FIG. 2 is a diagram showing a layout pattern of the basic cell shown in FIG. 1;
3 is a diagram showing a gate array using the basic cell shown in FIGS. 1 and 2. FIG.
4 is an equivalent circuit diagram of a two-input NAND circuit formed using the basic cell shown in FIGS. 1 and 2. FIG.
FIG. 5 is a diagram showing a layout pattern of the 2-input NAND circuit shown in FIG. 4;
FIG. 6 is an equivalent circuit diagram of a basic cell different from FIG.
7 is a diagram showing a layout pattern of the basic cell shown in FIG. 6. FIG.

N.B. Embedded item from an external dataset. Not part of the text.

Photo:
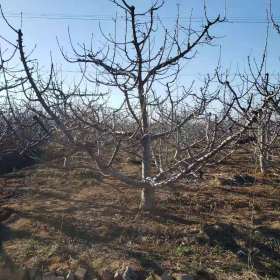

8 is a diagram showing a gate array using the basic cell shown in FIGS. 1 and 2 and the basic cell shown in FIGS. 6 and 7. FIG.
FIG. 9 is an equivalent circuit diagram of a two-input NAND circuit different from FIGS. 4 and 5 formed using the basic cell shown in FIGS. 1 and 2;
10 is a diagram showing a layout pattern of the 2-input NAND circuit shown in FIG. 9; FIG.
FIG. 11 is a diagram showing a gate array on which a conventional basic cell is mounted.
12 is a diagram showing a layout pattern of basic cells mounted on the gate array of FIG. 11. FIG.
13 is an equivalent circuit diagram of the basic cell shown in FIG.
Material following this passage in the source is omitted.